My mother who was also sexual abused by her grandfather and then later in life spanked by her father while on her period, my mother went undiagnosed her entire life she like my father both very smart. My mother was a baby boomer and met my father while in the military during Vietnam im not sure when there love for each other stopped. I don't remember them ever loving each other.

As a child my mother would always want a clean house both of my parents worked my mother first attended school to start her career as a rebar detailer (like a drafts person) I think it was stressful for her cause many nights I would be awaken from sleep to see her running the vacuum, she would use said vacuum like a wand to direct me barely awake to pick up things in her way and she would say "pick that up!" "NO not that THAT!"

This is were my sarcasm would develop at a very young age and I would say in response "This is a Shoe not a that"

My mother like my father always spanked me and my sister because my mother was not very strong or tall under 5ft she used a shoe. This like my father who used a belt was always done on the bare ass.

Have you seen the movies split there is a seen about his mother heres the clip.

youtu.be/Jr5L1CO8hRw?si=oL8...

Thats exactly how my mother was.

My father a drunk product of three tours in Vietnam verbally and physically abused my mother.

I loved my mother she use too lay me on her lap and clean my ears with a q-tip

She also would have me drive my hot wheels cars on her back while we layed in her bed (she would lator do somthing similar to my sisters kids)

When ever my mother got hurt by either me or my sister she would grab us by the arm and say let me show you that feals and then squeeze until we cried. I used to think she wanted to hurt us.

As a teanager after my parents divorced and my father remarried I realized my mother now shorter than me could no longer hurt me and she would still explode but then after about an hour would return like nothing had happened.

To my sister's children they new her as Crazygrandma although they also new never to call it to her face.

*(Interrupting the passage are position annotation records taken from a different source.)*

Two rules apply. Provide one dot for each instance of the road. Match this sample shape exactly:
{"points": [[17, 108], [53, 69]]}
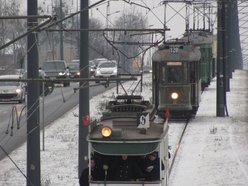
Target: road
{"points": [[55, 105]]}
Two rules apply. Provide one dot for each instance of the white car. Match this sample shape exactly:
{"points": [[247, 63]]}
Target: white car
{"points": [[106, 69], [10, 90]]}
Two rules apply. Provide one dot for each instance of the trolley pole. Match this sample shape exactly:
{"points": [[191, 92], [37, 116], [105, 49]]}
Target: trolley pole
{"points": [[83, 93], [61, 32], [33, 128]]}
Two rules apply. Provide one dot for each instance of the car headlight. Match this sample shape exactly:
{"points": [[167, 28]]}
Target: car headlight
{"points": [[18, 90], [106, 132], [97, 71], [174, 95]]}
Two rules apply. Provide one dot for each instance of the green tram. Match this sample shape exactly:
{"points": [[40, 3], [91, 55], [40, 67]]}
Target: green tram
{"points": [[204, 40], [176, 80], [129, 127]]}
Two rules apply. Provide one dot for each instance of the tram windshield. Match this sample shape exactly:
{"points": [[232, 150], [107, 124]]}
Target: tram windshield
{"points": [[173, 72]]}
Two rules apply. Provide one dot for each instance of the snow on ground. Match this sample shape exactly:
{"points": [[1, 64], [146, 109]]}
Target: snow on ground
{"points": [[59, 161], [214, 151]]}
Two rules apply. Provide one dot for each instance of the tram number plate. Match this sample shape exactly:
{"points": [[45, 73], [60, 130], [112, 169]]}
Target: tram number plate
{"points": [[174, 50]]}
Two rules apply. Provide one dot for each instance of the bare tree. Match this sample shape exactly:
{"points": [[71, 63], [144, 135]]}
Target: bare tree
{"points": [[130, 43]]}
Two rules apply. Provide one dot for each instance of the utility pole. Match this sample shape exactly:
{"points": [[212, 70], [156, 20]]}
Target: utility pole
{"points": [[220, 60], [61, 32], [83, 92], [33, 128]]}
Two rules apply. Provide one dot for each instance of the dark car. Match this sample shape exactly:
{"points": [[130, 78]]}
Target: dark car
{"points": [[74, 69], [10, 90], [48, 85], [57, 70]]}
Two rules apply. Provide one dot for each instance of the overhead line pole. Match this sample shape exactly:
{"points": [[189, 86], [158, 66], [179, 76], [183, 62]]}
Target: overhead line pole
{"points": [[83, 93], [220, 108], [33, 129]]}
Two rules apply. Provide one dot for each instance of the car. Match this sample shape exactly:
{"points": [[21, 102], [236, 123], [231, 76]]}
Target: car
{"points": [[74, 69], [147, 69], [48, 85], [12, 90], [106, 69], [57, 70], [92, 67]]}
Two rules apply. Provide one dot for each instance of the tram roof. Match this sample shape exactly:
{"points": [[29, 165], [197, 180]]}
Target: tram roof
{"points": [[177, 51]]}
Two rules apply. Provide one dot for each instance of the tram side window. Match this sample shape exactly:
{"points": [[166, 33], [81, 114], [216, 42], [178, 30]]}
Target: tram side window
{"points": [[174, 74]]}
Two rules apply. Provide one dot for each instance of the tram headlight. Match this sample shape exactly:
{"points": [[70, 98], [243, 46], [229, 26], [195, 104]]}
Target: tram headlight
{"points": [[174, 95], [106, 132]]}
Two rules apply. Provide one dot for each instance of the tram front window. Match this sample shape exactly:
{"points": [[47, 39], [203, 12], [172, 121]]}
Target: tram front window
{"points": [[174, 74]]}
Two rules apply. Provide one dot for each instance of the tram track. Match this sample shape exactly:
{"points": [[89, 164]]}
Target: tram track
{"points": [[178, 142]]}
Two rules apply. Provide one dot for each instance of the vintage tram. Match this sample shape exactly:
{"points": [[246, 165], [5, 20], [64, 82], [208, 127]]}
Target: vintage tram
{"points": [[128, 127], [176, 81], [204, 40]]}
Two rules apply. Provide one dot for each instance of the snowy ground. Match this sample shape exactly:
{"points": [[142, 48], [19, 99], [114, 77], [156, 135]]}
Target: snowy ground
{"points": [[59, 161], [214, 151]]}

As a married adult every weekend I would have my mother over to watch a movie me and we would always watch movies together when I was a child, I would also make her dinner and we would hang out.

My mother was never shy she would always go right up to complete strangers and start talking, we use to bicycle together all over Beaverton. She would even just stand at attention while group of strangers were talking waiting paiteintly for a breaking point were she could join the conversation most the time with a wierd smile on her face.

My mother was never diagnosed however she was diagnosed with skin cancer and in 2017 after waking up in the morning went to the bathroom while coughing fell back and hit her head on the toilet paper dispenser (she had just suffered a heart attack from the treatments for her skin cancer) they were able to revive her but her brain was dead.

I the next day was the one chosen to pull the plug.

This was the worst thing Ive ever seen in my life and I love horror movie, to see the life drain out of my mothers eyes.

Ever since then I grew my goatee out and it is braided my mother was of Finnish Viking decent if you saw pictures of us you would notice that I look exactly like her same thin fine curly hair and hazel green eyes.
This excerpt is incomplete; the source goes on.